I am planning to go to Lanai for 2 night. Is there a secure parking lot near Lahaina Habor so I can park a rental car?


----------



## kulanihawaii (Mar 9, 2013)

*parking for the ferry to Lanai*

This may be a reply too late for you but just to let others know about parking for the ferry.  Last week I took a 1/2 day tour to Lanai arranged by the company who runs the ferry to Lanai.  When asked where I could park the ferry company suggested that I use the pay parking behind the Wharf Cinema.  By showing my ferry ticket stub I got a 50% discount on the parking which was $5 for the day (I parked around 8:30 and picked up the car at 3:30pm.  When I paid the attendant he told me that the discount only applied to people who take the ferry the same day and not those who stayed overnight.
Note that when I parked it was early so the attendant was not there.  When I returned from Lanai I found a ticket on my windshield which I had to give the attendant.  It is an open air lot but luckily I found a shady spot.  Lastly it is about a 10 min walk to the harbor.  As the ferry was pulling out a couple came running down the dock and begged to be let on.  They said that they didn't realize how hard it would be to find a parking spot and that was the reason for their lateness.  Luckily for them the ferry stopped and let them on.
I was staying at a hotel in Kanapaali so I could have taken a taxi from the hotel or the public bus and would have avoided the parking issue.  I think this would only work for those who are taking a day trip.  As I was waiting on line for the ferry I saw a number of people arrive by taxis with suitcases and golf clubs guessing for a stay at one of the Four Seasons on Lanai.
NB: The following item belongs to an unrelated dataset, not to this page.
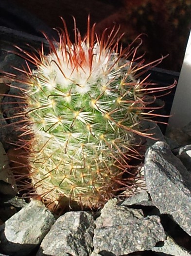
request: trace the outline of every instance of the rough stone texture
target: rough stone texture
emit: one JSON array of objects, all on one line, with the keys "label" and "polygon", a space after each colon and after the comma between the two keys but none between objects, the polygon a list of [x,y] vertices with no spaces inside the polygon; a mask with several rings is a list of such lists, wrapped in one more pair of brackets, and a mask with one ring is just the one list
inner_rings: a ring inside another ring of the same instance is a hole
[{"label": "rough stone texture", "polygon": [[53,215],[39,201],[32,200],[0,227],[0,248],[13,256],[26,256],[54,222]]},{"label": "rough stone texture", "polygon": [[17,196],[3,202],[4,206],[11,205],[17,208],[22,208],[27,204],[27,203],[22,197],[19,197]]},{"label": "rough stone texture", "polygon": [[92,250],[93,217],[83,212],[61,216],[42,241],[36,256],[88,256]]},{"label": "rough stone texture", "polygon": [[191,235],[191,175],[169,146],[158,141],[147,151],[145,179],[153,202]]},{"label": "rough stone texture", "polygon": [[177,245],[173,239],[168,236],[162,246],[156,246],[152,251],[173,256],[191,256],[191,252]]},{"label": "rough stone texture", "polygon": [[146,191],[143,191],[140,194],[134,195],[130,197],[126,198],[121,205],[142,205],[144,206],[153,206],[153,202]]},{"label": "rough stone texture", "polygon": [[117,205],[117,199],[109,200],[101,211],[101,216],[95,221],[96,228],[127,225],[144,217],[141,210],[129,209]]},{"label": "rough stone texture", "polygon": [[93,253],[103,256],[120,256],[137,251],[151,250],[164,241],[166,235],[160,218],[153,216],[119,225],[94,230]]},{"label": "rough stone texture", "polygon": [[3,145],[0,142],[0,193],[15,196],[17,189],[13,187],[15,181],[9,166],[9,160]]},{"label": "rough stone texture", "polygon": [[181,155],[176,156],[176,157],[181,160],[188,171],[191,173],[191,157],[188,154],[187,151],[183,153]]}]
They could be coming from as far as the airport....


----------



## DanaTom (Mar 9, 2013)

kulanihawaii said:


> This may be a reply too late for you but just to let others know about parking for the ferry.  Last week I took a 1/2 day tour to Lanai arranged by the company who runs the ferry to Lanai.  When asked where I could park the ferry company suggested that I use the pay parking behind the Wharf Cinema.  By showing my ferry ticket stub I got a 50% discount on the parking which was $5 for the day (I parked around 8:30 and picked up the car at 3:30pm.  When I paid the attendant he told me that the discount only applied to people who take the ferry the same day and not those who stayed overnight.
> Note that when I parked it was early so the attendant was not there.  When I returned from Lanai I found a ticket on my windshield which I had to give the attendant.  It is an open air lot but luckily I found a shady spot.  Lastly it is about a 10 min walk to the harbor.  As the ferry was pulling out a couple came running down the dock and begged to be let on.  They said that they didn't realize how hard it would be to find a parking spot and that was the reason for their lateness.  Luckily for them the ferry stopped and let them on.
> I was staying at a hotel in Kanapaali so I could have taken a taxi from the hotel or the public bus and would have avoided the parking issue.  I think this would only work for those who are taking a day trip.  As I was waiting on line for the ferry I saw a number of people arrive by taxis with suitcases and golf clubs guessing for a stay at one of the Four Seasons on Lanai. They could be coming from as far as the airport....







Good advice.    thx


----------